Taxol Self Care Tips:

  • Taxol, or the medications that you take with Taxol may cause you to feel dizzy or drowsy. Do not operate any heavy machinery until you know how you respond to Taxol.
  • If you notice any redness or pain at the injection site, place a warm compress, and notify your healthcare provider.
  • Drink at least two to three litres of fluid every 24 hours, unless you are instructed otherwise.
  • You may be at risk of infection so try to avoid crowds or people with colds and those not feeling well, and report fever or any other signs of infection immediately to your health care provider.

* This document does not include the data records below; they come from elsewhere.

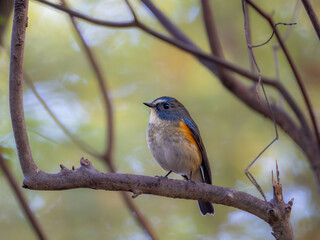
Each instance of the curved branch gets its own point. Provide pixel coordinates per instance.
(177, 43)
(126, 24)
(293, 68)
(103, 87)
(28, 166)
(22, 200)
(275, 213)
(82, 145)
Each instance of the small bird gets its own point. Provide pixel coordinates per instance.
(175, 142)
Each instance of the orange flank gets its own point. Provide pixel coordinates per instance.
(186, 130)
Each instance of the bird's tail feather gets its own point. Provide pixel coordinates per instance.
(206, 208)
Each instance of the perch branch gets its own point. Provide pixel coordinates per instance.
(293, 68)
(86, 176)
(78, 142)
(21, 199)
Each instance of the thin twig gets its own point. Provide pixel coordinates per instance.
(252, 67)
(312, 15)
(248, 174)
(103, 88)
(27, 163)
(21, 199)
(108, 156)
(175, 42)
(294, 70)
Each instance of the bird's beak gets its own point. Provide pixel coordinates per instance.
(149, 105)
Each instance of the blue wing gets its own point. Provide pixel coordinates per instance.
(205, 167)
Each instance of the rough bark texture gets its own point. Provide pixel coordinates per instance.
(275, 212)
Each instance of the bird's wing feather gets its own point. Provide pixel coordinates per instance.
(205, 167)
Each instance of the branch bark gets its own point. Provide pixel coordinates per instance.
(21, 199)
(312, 15)
(16, 87)
(107, 157)
(86, 176)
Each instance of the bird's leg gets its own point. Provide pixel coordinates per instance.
(166, 176)
(188, 179)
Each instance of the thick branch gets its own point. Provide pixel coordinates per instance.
(293, 68)
(88, 177)
(21, 199)
(312, 15)
(16, 87)
(108, 155)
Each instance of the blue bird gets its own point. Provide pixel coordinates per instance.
(175, 142)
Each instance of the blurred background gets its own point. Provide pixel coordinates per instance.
(140, 68)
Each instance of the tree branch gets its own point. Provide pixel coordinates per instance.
(177, 43)
(293, 68)
(312, 15)
(21, 199)
(86, 176)
(16, 87)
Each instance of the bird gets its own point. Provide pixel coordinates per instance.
(175, 143)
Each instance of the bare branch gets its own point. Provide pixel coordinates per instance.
(294, 70)
(273, 30)
(82, 145)
(108, 156)
(21, 199)
(198, 53)
(88, 177)
(16, 87)
(103, 88)
(312, 15)
(126, 24)
(177, 43)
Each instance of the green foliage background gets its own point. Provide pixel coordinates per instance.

  • Wash your hands often.
  • To help treat/prevent mouth sores, use a soft toothbrush, and rinse three times a day with 1/2 to 1 teaspoon of baking soda and/or 1/2 to 1 teaspoon of salt mixed with 8 ounces of water.

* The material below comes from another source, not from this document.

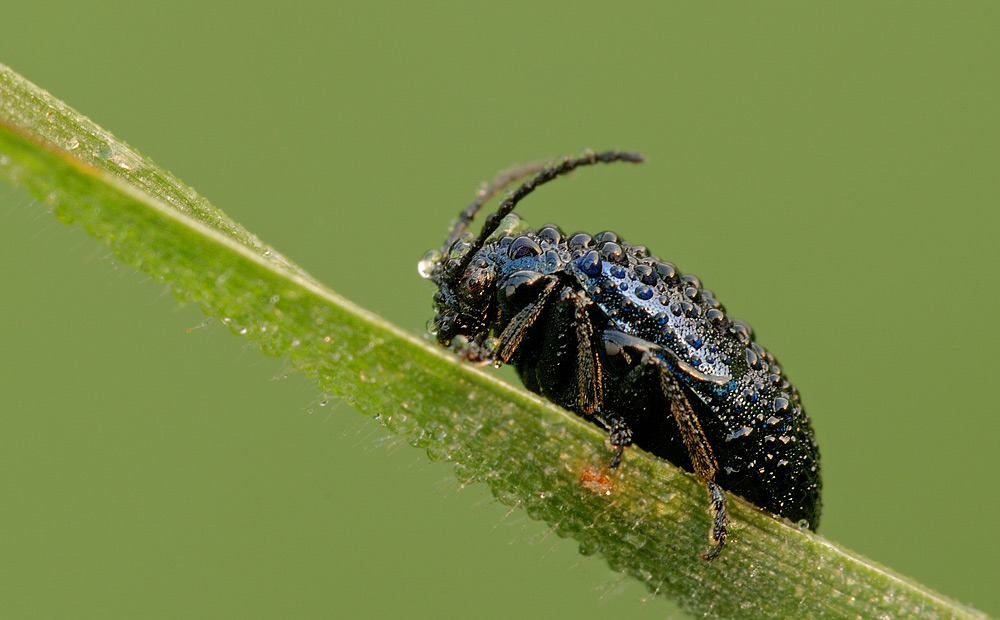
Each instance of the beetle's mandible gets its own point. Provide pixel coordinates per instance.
(625, 340)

  • Use an electric razor and a soft toothbrush to minimize bleeding.
  • Avoid contact sports or activities that could cause injury.
  • Taxol causes little nausea.  But if you should experience nausea, take anti-nausea medications as prescribed by your doctor, and eat small frequent meals.  Sucking on lozenges and chewing gum may also help.
  • Acetaminophen or ibuprophen may help relieve discomfort from fever, headache and/or generalized aches and pains.  However, be sure to talk with your doctor before taking it.
  • You may experience drowsiness or dizziness; avoid driving or engaging in tasks that require alertness until your response to the drug is known.
  • Taxol will make you sensitive to sunlight. You must wear sunglasses when outside, and avoid sun exposure. Wear protective clothing, and also wear SPF 15 (or higher) sun block.
  • In general, drinking alcoholic beverages should be kept to a minimum or avoided completely.  You should discuss this with your doctor.
  • Get plenty of rest.
  • Maintain good nutrition.
  • If you experience symptoms or side effects, be sure to discuss them with your health care team.  They can prescribe medications and/or offer other suggestions that are effective in managing such problems.

Monitoring and Testing While Taking Taxol:

You will be checked regularly by your health care professional while you are taking Taxol, to monitor side effects and check your response to therapy.  Periodic blood work to monitor your complete blood count (CBC) as well as the function of other organs (such as your kidneys and liver) will also be ordered by your doctor.